Coaches Need to Create a Personal Learning Environment
As a golf professional, I am constantly updating my teaching philosophy to match my own values and thoughts on the game. While my knowledge base expands and my opinions are changed and enhanced, so does my teaching philosophy. Once I began coaching college golf four years ago, it was equally important to establish a coaching philosophy and style.
On the “Official Mike Krzyzewski Web Site,” Coach K is described as a coach, friend, leader, mentor, motivator, student and teacher. One of my favorite quotes from Coach K is, “A leader may be the most knowledgeable person in the world, but if the players on his team cannot translate that knowledge into action, it means nothing.” This quote, to me, is the very heart of coaching and teaching. My job, as a coach, is to figure out how to create an environment conducive for learning, fun and growth in a secure atmosphere, while continuing to stay current with trends in my sport.

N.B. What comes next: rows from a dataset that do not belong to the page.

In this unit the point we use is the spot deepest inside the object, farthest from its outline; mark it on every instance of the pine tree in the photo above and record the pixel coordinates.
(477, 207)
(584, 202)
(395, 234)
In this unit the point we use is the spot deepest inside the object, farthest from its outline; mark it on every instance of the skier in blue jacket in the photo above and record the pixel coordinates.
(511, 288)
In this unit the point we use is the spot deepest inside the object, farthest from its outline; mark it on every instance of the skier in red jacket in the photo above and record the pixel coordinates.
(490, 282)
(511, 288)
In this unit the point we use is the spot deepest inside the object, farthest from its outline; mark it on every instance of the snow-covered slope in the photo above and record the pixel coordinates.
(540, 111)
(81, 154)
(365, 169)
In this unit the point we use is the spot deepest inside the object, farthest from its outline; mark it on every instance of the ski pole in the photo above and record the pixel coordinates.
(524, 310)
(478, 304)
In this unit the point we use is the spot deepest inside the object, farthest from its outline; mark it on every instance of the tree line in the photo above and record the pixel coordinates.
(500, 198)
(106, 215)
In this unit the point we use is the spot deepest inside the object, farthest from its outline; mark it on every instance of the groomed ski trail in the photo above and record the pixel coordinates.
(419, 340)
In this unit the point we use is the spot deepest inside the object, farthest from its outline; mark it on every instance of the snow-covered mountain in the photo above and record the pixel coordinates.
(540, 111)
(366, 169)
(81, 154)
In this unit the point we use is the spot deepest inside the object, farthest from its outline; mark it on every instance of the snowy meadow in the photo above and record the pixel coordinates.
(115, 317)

I have developed somewhat divergent philosophies for practice and actual game situations. Practice involves preparation for game situations, and can include skill development, fun activities, team building, “chalk talk”, and other teaching methods that involve knowing learning styles, personality traits, and motivational triggers.
Game situations require more coaching than teaching, along with many forms of psychology. I personally am very interested in how people learn, so I implement a coaching style where I ask a variety of questions that require feedback from the student. This enables them to recognize that I am very curious about what they think.
An example of a learning study that assists me in game situations is “counterfactual thinking.” The theory explains that focusing on how past decisions were made affects current decisions, which is very relevant to golf. Many times I will ask questions that the player can answer to themselves, based on past experiences. For instance, if a player had a particular hole that gave them problems the day before, I might ask the student to envision playing the hole in a desired way, then comparing those thoughts to what they did the day before.
Similar to my style of coaching individual students, I try to treat my teams according to their “personality” as well The first team I coached was full of veterans who had traditions, routines and their own ways of doing almost everything. They went about their work in a business-like manner, however, they did their job and were good at it.
On the contrary, my last two teams were polar opposites of my first. I have to work very hard at letting them know that I will be there to teach them any time they need me, but at some point they have to start thinking for themselves. I have to structure everything that I “need” them to do. They are a fun-loving bunch, and are better athletes than those on my first team. They perform better when they are allowed to have fun, as illustrated at the NCAA Championships last year. We hosted the finals and had played the golf course enough times that we were comfortable with it. We did not have to spend a lot of time on our practice round, so we ended up hitting balls, then playing whiffle ball afterwards. It was quite a scene, but it was the true personality of this team and they performed as well as the first, just in a different style.